After 17 years of service with the Canadian Red Cross, Cor Zandbergen was honoured with the highest award a member can obtain.
Zandbergen was inducted into the Order of the Red Cross for his years of dedication to the organization Tuesday morning in Kelowna at the non-profit’s location on Adams Road. The award was given to two volunteers in B.C. this year. In 2016/2017 B.C. had about 1,900 volunteers.
The 65-year-old Vernon resident spent countless hours helping with disaster relief efforts in Canada and around the world, including: Pakistan, New Jersey and Louisiana after major hurricanes.
“The principles of the Red Cross is something that aligns with what I believe in, treating everyone equally no matter their race, their religion… whatever their needs are, Red Cross provides it on an equal basis,” he said.
His dedication to the organization comes from viewing the world as his community. He listed Pakistan as one of his favourite deployments, where he was sent to help verify that cargo donated by Canadians actually reached the proper authorities.
“That to me was a real privilege,” he said.
Despite being both mentally and physically exhausted after spending weeks abroad, “I don’t look at the TV image, I look at the work that needs to be done and how best it is done with the resources that I have.”
Zandbergen couldn’t count the number of events he’s assisted with.
Described as humble by his peers, “I’ve never really aspired to be doing this work for recognition, it’s just work as a volunteer that I really believe in,” he said.
He was surprised to hear the news he would receive the Red Cross’s top honour.
Zandbergen had a stroke three years ago, but that didn’t stop him from continuing to volunteer. He plays a role in mentoring new leaders in the disaster management team.
Red Cross board member Gene Durnin, pinned a ribbon to Zandbergen’s chest during the celebration.
“While it’s been an honour to present these over the years, it’s really a very sincere privilege to do it for this gentleman,” said Durnin.
“He represents the very best in what it means to be a volunteer.”

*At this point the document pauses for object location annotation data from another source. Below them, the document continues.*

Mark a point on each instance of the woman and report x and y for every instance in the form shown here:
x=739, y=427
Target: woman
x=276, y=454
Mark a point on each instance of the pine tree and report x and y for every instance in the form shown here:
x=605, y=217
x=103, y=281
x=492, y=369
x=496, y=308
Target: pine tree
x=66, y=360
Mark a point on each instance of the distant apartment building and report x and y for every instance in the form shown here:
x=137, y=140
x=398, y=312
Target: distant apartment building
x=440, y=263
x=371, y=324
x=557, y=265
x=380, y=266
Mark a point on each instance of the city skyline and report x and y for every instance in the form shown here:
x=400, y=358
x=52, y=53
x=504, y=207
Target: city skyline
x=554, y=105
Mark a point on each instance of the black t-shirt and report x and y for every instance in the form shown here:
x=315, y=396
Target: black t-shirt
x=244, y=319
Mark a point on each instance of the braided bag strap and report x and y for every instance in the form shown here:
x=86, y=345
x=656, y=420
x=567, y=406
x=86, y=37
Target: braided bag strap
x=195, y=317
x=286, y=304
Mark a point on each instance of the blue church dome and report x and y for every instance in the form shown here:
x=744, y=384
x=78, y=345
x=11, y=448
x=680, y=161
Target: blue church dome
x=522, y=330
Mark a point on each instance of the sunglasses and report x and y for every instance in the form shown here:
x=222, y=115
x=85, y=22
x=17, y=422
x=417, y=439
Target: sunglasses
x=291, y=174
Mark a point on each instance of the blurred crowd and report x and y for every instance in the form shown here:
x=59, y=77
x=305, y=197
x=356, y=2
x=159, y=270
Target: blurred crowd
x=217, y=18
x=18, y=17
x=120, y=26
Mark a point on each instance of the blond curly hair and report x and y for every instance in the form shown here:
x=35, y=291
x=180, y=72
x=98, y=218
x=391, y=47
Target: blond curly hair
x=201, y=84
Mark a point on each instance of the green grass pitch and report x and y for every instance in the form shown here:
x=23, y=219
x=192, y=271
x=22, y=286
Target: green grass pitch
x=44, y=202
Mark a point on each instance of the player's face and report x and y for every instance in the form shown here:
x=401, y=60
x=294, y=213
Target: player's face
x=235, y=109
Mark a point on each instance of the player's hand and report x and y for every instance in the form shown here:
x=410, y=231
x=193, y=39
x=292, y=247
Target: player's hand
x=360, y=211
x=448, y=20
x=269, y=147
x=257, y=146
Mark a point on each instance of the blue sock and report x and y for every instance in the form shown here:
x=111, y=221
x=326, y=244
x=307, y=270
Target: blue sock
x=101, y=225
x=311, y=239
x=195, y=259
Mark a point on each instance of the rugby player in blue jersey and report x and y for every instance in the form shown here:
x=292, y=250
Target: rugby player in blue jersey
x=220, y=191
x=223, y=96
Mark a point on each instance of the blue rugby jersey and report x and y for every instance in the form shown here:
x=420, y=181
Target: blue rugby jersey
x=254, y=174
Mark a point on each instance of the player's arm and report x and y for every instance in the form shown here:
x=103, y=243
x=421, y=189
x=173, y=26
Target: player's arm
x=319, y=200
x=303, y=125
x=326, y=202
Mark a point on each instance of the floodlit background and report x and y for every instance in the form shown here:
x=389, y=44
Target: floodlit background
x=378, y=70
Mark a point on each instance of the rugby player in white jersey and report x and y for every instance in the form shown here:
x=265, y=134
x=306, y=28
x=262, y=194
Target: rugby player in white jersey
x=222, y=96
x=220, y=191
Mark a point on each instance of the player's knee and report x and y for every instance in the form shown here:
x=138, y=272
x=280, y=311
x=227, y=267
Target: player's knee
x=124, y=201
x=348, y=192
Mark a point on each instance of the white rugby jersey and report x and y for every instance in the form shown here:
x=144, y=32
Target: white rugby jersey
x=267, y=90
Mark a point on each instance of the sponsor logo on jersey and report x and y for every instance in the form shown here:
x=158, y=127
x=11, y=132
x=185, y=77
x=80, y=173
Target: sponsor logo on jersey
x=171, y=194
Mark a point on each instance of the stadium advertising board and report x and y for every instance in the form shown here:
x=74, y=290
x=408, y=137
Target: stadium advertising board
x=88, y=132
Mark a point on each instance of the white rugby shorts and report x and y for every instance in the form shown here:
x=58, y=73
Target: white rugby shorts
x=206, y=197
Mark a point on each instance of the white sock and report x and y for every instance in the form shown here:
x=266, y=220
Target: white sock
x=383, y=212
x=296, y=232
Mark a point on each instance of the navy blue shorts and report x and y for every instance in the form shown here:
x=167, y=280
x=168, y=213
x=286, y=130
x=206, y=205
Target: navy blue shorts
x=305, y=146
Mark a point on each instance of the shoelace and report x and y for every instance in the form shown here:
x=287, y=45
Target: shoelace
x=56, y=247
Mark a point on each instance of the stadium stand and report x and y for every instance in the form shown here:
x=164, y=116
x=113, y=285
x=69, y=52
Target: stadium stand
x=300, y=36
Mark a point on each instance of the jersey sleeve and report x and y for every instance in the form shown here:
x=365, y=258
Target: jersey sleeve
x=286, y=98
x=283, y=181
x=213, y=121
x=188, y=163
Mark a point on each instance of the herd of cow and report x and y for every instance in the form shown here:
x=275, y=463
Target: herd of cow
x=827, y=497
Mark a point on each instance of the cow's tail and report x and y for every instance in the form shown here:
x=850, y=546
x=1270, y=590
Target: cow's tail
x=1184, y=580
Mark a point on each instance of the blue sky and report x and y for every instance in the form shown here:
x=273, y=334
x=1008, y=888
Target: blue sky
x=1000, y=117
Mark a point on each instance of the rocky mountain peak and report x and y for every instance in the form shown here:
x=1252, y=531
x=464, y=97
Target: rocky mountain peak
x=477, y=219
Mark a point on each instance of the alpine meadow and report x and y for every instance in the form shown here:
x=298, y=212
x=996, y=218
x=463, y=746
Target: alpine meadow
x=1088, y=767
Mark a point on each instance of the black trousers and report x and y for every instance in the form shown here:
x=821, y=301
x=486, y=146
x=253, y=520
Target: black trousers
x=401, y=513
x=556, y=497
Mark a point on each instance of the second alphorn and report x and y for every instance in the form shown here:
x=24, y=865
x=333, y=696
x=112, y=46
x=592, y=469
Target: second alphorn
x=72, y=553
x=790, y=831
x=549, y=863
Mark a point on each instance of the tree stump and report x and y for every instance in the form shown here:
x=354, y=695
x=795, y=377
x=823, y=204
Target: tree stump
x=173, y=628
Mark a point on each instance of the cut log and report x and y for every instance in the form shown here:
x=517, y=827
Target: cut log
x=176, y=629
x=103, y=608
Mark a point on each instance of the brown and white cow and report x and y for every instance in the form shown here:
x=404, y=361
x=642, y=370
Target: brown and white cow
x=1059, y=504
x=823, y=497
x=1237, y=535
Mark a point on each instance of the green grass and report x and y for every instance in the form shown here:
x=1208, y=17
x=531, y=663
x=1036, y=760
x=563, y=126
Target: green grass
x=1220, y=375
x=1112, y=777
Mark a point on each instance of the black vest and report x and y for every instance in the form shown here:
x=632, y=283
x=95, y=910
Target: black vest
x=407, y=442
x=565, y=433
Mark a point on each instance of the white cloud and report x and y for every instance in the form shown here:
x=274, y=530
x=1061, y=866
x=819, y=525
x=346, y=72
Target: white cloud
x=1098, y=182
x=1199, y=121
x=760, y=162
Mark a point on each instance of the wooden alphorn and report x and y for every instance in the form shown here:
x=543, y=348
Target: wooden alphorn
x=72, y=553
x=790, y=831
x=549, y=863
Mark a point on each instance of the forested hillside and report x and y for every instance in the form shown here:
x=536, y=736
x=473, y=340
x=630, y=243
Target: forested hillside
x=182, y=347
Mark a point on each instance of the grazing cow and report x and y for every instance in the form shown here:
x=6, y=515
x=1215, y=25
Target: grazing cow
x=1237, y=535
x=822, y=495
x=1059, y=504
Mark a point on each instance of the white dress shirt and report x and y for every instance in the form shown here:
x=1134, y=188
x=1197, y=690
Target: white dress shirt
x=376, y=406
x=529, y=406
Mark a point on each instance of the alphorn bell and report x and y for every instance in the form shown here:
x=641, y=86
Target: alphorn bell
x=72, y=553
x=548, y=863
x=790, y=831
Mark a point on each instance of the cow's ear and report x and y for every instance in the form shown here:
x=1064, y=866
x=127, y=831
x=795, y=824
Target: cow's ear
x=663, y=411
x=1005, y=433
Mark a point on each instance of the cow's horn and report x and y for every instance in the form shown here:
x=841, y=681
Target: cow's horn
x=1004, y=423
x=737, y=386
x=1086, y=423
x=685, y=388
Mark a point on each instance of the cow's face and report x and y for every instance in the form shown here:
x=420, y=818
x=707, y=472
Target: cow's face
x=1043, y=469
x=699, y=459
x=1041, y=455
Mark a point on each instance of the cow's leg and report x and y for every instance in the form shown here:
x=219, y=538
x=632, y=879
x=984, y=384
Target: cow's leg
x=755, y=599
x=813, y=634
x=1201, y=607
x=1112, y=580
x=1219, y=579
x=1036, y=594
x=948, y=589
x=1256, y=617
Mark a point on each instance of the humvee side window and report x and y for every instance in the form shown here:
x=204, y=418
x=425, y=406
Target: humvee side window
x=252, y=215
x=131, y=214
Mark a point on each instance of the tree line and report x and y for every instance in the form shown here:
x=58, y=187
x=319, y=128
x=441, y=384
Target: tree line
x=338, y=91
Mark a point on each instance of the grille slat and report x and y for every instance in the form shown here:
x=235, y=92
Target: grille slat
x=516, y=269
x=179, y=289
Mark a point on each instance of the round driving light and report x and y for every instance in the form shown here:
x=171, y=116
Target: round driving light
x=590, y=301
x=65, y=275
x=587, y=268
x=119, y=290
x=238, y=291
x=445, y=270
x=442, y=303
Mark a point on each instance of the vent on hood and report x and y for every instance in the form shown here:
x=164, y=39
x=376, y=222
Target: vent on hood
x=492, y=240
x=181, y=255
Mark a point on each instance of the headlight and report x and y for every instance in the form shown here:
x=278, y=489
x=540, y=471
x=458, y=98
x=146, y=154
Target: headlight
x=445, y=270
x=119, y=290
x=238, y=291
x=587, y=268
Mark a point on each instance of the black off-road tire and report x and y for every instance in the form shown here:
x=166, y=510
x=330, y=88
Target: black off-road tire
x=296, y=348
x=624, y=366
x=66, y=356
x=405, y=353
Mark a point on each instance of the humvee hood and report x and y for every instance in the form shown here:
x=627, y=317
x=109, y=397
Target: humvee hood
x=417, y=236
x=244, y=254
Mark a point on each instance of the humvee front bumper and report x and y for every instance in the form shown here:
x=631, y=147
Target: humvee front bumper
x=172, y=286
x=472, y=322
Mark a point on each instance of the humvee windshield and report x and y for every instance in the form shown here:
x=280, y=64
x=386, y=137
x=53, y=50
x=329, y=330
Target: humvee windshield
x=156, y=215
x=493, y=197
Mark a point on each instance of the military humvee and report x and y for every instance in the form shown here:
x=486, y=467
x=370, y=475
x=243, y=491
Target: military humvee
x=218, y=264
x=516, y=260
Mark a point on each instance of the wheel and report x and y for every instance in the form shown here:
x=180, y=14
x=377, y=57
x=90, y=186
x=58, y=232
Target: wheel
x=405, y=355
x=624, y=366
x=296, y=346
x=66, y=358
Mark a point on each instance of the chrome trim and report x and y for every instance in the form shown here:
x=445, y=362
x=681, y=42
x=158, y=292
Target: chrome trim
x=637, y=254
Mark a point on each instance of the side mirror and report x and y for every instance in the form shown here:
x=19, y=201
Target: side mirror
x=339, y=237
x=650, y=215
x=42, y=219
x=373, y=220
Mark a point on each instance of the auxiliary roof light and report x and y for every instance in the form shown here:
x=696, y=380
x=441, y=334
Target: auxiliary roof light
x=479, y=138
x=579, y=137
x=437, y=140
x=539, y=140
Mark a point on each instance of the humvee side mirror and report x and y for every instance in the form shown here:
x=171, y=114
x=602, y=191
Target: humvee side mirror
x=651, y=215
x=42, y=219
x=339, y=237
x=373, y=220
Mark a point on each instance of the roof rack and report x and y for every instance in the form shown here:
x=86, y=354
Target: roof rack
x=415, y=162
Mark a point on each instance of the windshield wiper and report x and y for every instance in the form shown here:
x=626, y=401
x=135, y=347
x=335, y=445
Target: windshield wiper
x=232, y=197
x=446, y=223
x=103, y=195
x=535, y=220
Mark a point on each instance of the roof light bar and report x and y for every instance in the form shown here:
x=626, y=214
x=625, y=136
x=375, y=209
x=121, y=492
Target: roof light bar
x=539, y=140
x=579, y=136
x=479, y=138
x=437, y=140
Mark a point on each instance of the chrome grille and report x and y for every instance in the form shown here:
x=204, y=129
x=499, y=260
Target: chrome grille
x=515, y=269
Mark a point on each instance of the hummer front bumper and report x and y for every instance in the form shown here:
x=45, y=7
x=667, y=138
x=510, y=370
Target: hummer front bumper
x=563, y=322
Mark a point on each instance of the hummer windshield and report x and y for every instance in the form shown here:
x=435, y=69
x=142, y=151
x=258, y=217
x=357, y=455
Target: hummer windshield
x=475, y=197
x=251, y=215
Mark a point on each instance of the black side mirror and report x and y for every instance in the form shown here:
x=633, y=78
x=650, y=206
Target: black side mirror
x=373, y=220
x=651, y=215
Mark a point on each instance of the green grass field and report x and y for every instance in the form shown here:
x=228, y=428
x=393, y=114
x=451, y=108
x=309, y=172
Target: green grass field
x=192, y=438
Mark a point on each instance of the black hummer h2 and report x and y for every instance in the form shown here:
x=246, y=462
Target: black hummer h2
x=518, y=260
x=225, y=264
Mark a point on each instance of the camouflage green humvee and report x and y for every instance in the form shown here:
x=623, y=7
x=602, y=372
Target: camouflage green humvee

To do humanitarian work, you bring your head, your hands and your heart, and Zandbergen has all three, said vice-president Kimberly Nemrava, of the B.C. and Yukon division of the non-profit.
She gave an example during the floods in the Okanagan, where Zandbergen used his instinct to help a family in need.
The family had not been heard of after the flooding and when found they had no food for their children and animals. Access to get in and out of the property was also compromised. The Red Cross and local authorities were able to help.
Zandbergen accepted his ribbon and gave a speech thanking his friends, family, and coworkers.
His wife Cecile and son Chris were in attendance.